The pseudoscorpion is a ferocious looking creature, although it is only three millimeters (0.12 inches) long. A pseudoscorpion is a miniaturized version of a scorpion. Though lacking the scorpion's formidable tail, the pseudoscorpion is venomous. A. anophthalmus adults develop a gray swath across the upper abdomen which appears more striking in males. The rest of the body varies from light brown to tan. As well as being the largest Albiorix species known, it is also the only known eyeless species.

Habitat: This species of pseudoscorpion is found in the interior of the cave, within a zone of complete darkness, and where temperature and humidity remain constant. The pseudoscorpion is found under small pieces of broken limestone rock scattered throughout the interior of the cave.

Range: A. anophthalmus is found in the Arkenstone Cave, Pima County, Arizona.

Diet: This species of pseudoscorpion is involved in an elaborate food chain. The pseudoscorpion feeds on macroscopic invertebrates which feed on the mold that grows on cricket guano.

Status: Currently, there is no federal or state status identified for this species.

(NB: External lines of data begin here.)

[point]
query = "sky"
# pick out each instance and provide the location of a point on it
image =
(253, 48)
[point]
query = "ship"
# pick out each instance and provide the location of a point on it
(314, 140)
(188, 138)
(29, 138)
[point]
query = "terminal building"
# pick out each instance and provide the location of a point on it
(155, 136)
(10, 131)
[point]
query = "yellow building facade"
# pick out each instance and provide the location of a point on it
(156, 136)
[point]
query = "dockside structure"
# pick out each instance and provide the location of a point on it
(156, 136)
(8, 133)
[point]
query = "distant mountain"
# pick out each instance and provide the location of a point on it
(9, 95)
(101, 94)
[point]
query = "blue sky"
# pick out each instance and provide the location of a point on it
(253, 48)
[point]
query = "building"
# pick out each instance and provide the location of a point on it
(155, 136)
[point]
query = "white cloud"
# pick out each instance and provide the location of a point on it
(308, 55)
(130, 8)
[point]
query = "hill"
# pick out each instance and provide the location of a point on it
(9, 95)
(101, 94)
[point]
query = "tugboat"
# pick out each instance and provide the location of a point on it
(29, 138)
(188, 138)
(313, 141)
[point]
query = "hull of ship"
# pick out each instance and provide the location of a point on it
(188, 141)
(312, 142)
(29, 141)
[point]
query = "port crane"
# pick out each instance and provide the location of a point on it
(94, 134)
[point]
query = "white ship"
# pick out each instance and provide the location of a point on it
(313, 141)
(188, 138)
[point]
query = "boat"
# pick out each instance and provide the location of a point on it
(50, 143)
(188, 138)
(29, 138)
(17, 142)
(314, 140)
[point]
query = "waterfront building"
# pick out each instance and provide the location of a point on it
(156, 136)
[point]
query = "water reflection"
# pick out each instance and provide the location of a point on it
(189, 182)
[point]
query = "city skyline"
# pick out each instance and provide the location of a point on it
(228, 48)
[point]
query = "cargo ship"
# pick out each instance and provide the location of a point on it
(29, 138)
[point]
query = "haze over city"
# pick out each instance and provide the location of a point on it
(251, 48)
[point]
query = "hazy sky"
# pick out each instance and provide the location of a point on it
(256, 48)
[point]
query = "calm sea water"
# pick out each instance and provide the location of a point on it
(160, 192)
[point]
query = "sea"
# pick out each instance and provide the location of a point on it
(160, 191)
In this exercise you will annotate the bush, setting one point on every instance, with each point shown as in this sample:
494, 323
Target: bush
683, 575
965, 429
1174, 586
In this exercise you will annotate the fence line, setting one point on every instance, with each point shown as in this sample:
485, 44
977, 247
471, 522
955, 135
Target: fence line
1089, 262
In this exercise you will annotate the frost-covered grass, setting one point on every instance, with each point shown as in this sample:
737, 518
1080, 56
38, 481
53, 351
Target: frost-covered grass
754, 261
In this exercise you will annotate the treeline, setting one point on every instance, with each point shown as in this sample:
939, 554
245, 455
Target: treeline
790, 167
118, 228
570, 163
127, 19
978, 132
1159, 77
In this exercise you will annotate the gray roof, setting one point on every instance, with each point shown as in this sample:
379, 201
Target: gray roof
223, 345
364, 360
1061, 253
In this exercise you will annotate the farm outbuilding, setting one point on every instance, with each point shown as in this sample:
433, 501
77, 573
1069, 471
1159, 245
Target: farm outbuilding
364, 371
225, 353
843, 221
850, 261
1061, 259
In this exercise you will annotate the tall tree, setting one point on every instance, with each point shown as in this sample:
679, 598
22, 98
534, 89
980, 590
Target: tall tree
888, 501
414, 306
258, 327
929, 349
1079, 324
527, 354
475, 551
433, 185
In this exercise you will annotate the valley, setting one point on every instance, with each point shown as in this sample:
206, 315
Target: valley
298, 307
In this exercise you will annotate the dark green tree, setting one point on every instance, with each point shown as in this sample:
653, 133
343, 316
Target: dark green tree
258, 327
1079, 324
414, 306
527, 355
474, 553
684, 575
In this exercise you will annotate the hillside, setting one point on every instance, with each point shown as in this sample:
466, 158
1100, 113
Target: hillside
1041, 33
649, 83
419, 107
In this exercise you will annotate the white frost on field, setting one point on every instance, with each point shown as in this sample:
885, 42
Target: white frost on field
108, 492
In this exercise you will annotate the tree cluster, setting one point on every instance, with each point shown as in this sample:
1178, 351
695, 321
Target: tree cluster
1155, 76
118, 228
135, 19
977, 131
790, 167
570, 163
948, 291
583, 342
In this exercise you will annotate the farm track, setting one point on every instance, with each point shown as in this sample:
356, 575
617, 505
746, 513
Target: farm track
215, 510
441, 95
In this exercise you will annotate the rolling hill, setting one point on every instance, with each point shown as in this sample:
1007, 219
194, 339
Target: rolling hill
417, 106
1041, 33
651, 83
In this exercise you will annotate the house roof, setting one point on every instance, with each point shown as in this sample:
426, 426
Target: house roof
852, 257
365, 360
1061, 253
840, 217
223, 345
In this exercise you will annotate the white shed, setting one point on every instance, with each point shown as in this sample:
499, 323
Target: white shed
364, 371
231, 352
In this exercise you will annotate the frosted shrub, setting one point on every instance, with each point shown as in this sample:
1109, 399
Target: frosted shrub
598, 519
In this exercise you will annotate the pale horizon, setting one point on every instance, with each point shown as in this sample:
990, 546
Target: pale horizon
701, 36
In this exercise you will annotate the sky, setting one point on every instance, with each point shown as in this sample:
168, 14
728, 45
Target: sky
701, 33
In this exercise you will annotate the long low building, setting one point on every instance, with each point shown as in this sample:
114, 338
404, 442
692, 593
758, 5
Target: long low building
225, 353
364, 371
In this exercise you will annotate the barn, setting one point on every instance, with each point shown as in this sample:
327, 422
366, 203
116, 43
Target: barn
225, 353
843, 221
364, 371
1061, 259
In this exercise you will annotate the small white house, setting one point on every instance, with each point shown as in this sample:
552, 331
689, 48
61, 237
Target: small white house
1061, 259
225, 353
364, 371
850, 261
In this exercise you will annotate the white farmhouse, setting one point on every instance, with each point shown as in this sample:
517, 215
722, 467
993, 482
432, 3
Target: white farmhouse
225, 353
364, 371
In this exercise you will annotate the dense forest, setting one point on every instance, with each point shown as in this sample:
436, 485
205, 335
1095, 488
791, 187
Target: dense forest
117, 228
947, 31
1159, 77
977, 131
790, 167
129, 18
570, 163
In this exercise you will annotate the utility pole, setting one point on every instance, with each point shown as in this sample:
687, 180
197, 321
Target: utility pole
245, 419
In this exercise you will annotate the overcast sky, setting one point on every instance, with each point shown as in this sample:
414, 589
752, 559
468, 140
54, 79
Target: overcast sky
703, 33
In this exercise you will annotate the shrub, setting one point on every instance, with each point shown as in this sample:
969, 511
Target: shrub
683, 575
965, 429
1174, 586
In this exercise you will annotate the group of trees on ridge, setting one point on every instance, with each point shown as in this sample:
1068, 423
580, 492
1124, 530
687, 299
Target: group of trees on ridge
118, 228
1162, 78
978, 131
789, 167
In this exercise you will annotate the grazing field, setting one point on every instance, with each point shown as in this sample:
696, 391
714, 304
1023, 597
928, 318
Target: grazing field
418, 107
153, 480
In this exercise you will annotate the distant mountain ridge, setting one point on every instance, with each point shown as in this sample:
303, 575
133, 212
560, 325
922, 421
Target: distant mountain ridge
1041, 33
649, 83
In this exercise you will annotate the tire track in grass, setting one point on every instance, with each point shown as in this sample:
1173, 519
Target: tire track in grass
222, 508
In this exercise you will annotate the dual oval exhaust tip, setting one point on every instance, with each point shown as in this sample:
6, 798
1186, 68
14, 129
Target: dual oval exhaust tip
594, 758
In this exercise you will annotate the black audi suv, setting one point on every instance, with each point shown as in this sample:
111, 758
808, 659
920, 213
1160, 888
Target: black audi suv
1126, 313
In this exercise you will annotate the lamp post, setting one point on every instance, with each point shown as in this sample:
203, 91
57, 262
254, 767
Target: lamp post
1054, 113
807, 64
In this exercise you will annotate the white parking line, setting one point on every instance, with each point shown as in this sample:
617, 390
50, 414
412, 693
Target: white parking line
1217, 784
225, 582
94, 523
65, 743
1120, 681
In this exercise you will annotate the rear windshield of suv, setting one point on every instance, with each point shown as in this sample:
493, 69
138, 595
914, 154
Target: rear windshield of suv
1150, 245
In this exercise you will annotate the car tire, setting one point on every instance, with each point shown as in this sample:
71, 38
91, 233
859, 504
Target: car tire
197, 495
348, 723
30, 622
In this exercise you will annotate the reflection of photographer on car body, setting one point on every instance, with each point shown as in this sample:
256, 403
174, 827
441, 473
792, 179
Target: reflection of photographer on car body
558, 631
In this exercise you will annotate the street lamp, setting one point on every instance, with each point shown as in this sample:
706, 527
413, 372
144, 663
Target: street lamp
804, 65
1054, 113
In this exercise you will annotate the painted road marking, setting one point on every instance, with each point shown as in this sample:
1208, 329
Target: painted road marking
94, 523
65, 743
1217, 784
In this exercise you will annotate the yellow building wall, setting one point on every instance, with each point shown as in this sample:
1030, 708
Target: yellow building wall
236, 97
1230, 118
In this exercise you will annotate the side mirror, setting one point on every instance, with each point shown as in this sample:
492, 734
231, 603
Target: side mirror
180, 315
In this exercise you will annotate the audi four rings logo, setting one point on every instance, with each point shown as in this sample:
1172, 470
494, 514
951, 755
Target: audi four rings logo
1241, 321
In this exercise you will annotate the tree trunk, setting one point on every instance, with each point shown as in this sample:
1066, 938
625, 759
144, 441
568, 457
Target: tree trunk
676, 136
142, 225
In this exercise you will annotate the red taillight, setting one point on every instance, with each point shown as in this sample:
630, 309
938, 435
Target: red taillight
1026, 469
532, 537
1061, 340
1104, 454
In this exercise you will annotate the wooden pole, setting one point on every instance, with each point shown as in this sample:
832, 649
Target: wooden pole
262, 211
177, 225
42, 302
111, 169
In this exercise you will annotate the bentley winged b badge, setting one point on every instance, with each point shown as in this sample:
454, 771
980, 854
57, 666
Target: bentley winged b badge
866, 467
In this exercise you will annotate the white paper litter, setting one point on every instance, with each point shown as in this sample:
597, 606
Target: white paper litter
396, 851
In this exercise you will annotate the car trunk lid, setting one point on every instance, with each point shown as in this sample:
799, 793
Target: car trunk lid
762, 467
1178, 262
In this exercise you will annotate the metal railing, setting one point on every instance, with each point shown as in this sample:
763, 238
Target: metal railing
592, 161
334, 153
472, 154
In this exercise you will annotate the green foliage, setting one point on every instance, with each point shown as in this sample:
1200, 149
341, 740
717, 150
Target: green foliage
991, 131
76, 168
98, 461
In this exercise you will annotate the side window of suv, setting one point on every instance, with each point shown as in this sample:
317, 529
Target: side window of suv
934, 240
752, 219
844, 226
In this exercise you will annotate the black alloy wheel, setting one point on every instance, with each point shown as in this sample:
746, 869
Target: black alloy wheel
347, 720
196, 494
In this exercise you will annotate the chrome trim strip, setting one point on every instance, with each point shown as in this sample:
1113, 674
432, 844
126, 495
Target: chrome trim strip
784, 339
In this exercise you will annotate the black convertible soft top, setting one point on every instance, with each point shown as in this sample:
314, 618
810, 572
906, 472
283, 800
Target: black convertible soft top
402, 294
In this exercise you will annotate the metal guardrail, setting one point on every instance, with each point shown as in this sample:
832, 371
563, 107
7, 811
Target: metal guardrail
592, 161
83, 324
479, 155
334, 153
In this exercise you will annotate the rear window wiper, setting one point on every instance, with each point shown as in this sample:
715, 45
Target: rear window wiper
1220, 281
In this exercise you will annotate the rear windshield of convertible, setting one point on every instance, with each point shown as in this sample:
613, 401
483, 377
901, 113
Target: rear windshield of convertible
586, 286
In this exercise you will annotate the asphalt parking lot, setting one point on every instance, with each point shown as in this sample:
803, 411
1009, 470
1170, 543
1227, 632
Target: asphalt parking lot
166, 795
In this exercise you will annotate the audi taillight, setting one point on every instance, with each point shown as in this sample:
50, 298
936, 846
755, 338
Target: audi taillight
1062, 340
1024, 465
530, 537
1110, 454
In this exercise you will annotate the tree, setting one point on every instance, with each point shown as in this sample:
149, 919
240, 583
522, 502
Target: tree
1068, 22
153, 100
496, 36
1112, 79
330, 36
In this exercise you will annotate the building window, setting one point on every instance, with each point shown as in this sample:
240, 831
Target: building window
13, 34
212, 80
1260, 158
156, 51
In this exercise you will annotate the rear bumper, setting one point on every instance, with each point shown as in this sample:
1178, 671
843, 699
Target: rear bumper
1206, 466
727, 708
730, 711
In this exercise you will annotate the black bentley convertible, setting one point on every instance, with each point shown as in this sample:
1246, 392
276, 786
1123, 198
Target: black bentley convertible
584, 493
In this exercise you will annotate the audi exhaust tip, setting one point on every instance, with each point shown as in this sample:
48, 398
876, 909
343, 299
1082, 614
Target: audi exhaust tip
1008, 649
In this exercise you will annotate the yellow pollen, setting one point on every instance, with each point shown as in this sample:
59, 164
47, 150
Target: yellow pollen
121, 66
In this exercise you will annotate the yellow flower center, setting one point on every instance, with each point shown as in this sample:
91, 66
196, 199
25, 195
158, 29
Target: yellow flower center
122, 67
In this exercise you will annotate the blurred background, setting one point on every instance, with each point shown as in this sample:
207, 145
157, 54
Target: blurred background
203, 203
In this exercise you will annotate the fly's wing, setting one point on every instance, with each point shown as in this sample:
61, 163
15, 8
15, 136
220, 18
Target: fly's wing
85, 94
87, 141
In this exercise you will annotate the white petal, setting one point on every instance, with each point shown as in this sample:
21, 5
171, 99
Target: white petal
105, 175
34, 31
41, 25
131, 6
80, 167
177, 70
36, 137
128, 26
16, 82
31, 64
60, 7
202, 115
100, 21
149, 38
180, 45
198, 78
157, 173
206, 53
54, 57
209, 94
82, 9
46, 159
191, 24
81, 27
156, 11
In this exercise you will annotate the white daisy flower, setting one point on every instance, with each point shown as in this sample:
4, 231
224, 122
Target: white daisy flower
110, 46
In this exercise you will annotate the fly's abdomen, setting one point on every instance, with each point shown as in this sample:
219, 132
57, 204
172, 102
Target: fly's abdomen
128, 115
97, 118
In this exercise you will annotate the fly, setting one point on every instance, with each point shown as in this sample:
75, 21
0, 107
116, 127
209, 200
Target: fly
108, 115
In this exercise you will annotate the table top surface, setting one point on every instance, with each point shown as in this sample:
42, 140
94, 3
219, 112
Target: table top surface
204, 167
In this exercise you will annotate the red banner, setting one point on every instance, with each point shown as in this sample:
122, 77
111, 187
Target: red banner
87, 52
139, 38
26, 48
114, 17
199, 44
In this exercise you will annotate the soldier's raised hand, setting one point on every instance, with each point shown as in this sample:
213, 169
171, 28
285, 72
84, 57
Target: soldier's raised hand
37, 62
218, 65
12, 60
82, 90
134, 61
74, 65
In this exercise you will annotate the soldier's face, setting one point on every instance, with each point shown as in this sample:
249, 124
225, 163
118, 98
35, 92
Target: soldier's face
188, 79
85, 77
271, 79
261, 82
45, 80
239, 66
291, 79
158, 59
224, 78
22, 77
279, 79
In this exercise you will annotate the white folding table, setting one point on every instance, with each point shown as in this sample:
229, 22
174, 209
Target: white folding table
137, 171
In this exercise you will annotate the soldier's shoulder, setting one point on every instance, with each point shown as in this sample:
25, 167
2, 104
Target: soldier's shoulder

Albiorix anophthalmus in Pima County: It appears A. anophthalmus is a highly endemic species. This species of pseudoscorpion was discovered relatively recently, in the Arkenstone Cave. While there are other caves in the vicinity of the Arkenstone Cave, no other Albiorix have been found in them. Cave environments are usually very stable, with the creatures inhabiting them well adapted to cave life. These environments may also be sensitive to human disturbance, both inside and outside of the cave. Protection of these environments may be necessary to maintain cave dwelling species.



1. Muchmore, William B. and Robert B. Pape. 1999. "Description of an Eyeless, Cavernicolous Albiorix (Pseudoscorpionida Ideoroncidae) in Arizona, with Observation on its Biologe and Ecology." Southwestern Naturalist. Vol. 44, No.2. Pp.138-147.